When I was a teenager, my father used to tell me—“I can’t wait for you to have kids! Then you will know what I am going through!” I hated when he said that. I loved to bait my father, and he would react predictably. Now, in my adult shoes, worn for many years, I feel bad about how I treated him. But of course, at the time, I was just acting like teens do–practicing my debating and negotiating skills, and flexing my intellectual muscles that I would later use in adult life.
One of the many challenges of parental life is our inability to really remember what it is like to be a kid. We do remember experiences, but we recall them through adult eyes. We are unable to recapture the lived experience of ourselves as children. We remember just the outside shell of those moments.
Recently, I was talking to a friend who is struggling with her son, Joe. She and her husband were very competitive athletes in high school and college. Their daughter is also a top basketball player (like her mom— Dad was a top football player). Joe’s problem—he’s short and not very coordinated! Both parents enjoy watching his sister’s basketball games. Joe feels like an outsider in his own family. He desperately wants to participate in the family legacy, but ends up sitting on the bench when he plays a sport. He sometimes wonders if his parents picked up the wrong baby when they brought him home from the hospital.
While his loving parents try to reassure him that they don’t really care if he is athletic, Joe just doesn’t believe them. He feels like an outcast. At times, he feels depressed and dejected. He doesn’t feel like his parents “really understand” him.
I remember my youngest daughter telling my wife and I that she was “different” than her parents and her older sister. We were “intellectuals that liked to read”. She notified us that she hated reading and that the only thing that was important to her was to make the varsity cheerleading squad! We dutifully went to her games and watched her jump up and down with pompoms in hand. As much as we were happy that she achieved her goal, it was hard for us to really relate to her accomplishment. And she knew it.
I remember my mother telling me that I could be anything I wanted to be in life. I took this to mean that I could get a PhD in any field I wanted.

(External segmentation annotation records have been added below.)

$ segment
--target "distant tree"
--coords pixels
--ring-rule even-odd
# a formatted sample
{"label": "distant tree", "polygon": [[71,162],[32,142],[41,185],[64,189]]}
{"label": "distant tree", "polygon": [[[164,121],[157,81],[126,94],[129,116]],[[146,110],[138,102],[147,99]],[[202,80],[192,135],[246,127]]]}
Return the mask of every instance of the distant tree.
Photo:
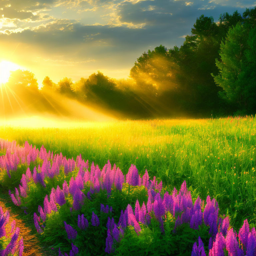
{"label": "distant tree", "polygon": [[175,89],[174,65],[167,49],[161,45],[137,59],[131,69],[130,76],[136,82],[138,90],[156,95]]}
{"label": "distant tree", "polygon": [[245,113],[256,111],[256,29],[238,23],[230,28],[220,45],[219,70],[213,75],[223,88],[221,96],[234,108]]}
{"label": "distant tree", "polygon": [[46,76],[42,82],[43,88],[51,88],[53,89],[56,90],[57,87],[57,84],[54,83],[52,80],[51,80],[49,76]]}
{"label": "distant tree", "polygon": [[14,90],[29,89],[37,91],[38,84],[35,75],[28,70],[18,69],[11,72],[7,85]]}
{"label": "distant tree", "polygon": [[71,78],[64,77],[60,80],[58,83],[58,89],[62,93],[68,94],[73,94],[72,89],[73,82]]}

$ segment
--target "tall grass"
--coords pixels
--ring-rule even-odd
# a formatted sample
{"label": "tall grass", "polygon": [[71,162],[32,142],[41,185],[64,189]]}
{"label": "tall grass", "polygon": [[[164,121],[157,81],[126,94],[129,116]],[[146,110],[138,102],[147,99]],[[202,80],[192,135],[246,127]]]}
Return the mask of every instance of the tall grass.
{"label": "tall grass", "polygon": [[219,202],[237,228],[256,224],[256,118],[155,120],[33,129],[0,126],[0,137],[83,158],[102,168],[109,159],[124,174],[131,164],[171,191],[190,189]]}

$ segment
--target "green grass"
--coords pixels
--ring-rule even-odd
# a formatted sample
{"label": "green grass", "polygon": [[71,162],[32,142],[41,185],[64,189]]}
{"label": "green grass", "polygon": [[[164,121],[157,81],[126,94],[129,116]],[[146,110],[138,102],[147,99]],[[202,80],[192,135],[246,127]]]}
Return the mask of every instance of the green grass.
{"label": "green grass", "polygon": [[256,118],[156,120],[95,123],[68,128],[0,126],[0,137],[78,155],[100,168],[109,159],[126,174],[131,164],[162,180],[170,190],[188,187],[218,201],[240,228],[256,224]]}

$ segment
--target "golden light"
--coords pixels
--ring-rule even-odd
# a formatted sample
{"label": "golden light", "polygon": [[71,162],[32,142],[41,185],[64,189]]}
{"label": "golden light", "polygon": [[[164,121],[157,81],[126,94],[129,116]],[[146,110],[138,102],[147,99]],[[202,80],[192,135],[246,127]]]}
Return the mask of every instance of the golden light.
{"label": "golden light", "polygon": [[8,81],[11,71],[20,69],[17,64],[6,60],[2,60],[0,62],[0,86]]}

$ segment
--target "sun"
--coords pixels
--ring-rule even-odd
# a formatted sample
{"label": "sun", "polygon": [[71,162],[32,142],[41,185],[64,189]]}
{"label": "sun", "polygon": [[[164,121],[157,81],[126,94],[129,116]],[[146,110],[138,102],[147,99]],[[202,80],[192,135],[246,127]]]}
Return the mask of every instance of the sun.
{"label": "sun", "polygon": [[0,62],[0,86],[8,81],[11,71],[20,68],[19,66],[10,61],[2,60]]}

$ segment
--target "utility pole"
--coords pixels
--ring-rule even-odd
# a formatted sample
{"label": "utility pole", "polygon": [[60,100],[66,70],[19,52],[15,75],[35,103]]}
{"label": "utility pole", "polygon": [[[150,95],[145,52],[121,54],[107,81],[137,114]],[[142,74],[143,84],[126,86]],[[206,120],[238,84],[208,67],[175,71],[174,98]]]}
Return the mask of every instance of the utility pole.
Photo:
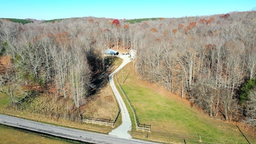
{"label": "utility pole", "polygon": [[123,68],[122,68],[122,82],[124,83],[124,78],[123,78]]}

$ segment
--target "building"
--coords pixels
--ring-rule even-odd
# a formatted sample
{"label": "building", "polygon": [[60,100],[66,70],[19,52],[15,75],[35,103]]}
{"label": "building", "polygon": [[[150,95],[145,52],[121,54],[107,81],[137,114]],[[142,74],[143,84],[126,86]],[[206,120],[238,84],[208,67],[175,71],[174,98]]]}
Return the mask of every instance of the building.
{"label": "building", "polygon": [[137,56],[137,50],[132,50],[130,51],[130,55],[132,57]]}
{"label": "building", "polygon": [[115,56],[118,54],[118,53],[116,50],[110,48],[104,51],[104,56]]}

My middle brother, a stellar student, suffered because he wasn’t really interested in academia—he wanted to be a small businessman.
Joe’s mom tries reassure her son that success in athletics is not really important to her. She wants Joe to find himself. But Joe isn’t reassured. He wants his Mom’s approval on the family’s playing field–sports. And, he doesn’t really know where his talents and interests lie.
Family and cultural expectations are transmitted wordlessly. Kids just know what their parent’s want and dream for. They feel bad when they don’t have the interest or the abilities required.
So what can parents do?
Your kids have to figure these things out on their own. Reconciling whom you really are with cultural and family expectations is an important part of adolescent and young adult development. No one can do it for you and reassurance doesn’t help. Better for parents to acknowledge the pain of this challenge and to express their confidence that their son or daughter will find the right answer for them.
Just listen. That is easier said than done. It is hard to listen to our child’s pain without trying to ease it or take it way. In these individual struggles, we are helpless to take away their suffering.
Ask your teen what are the different ways they might handle this problem. Joe’s mom listened to him talk about his feelings. It was hard for her to hear his suffering. Acknowledging that it is hard to be so different than his parents and sister, she asked him what might be some different ways of coping with the dilemma. This question helps Joe consider the possibilities, rather than just feel bad.
Share your own insights and experiences with this dilemma.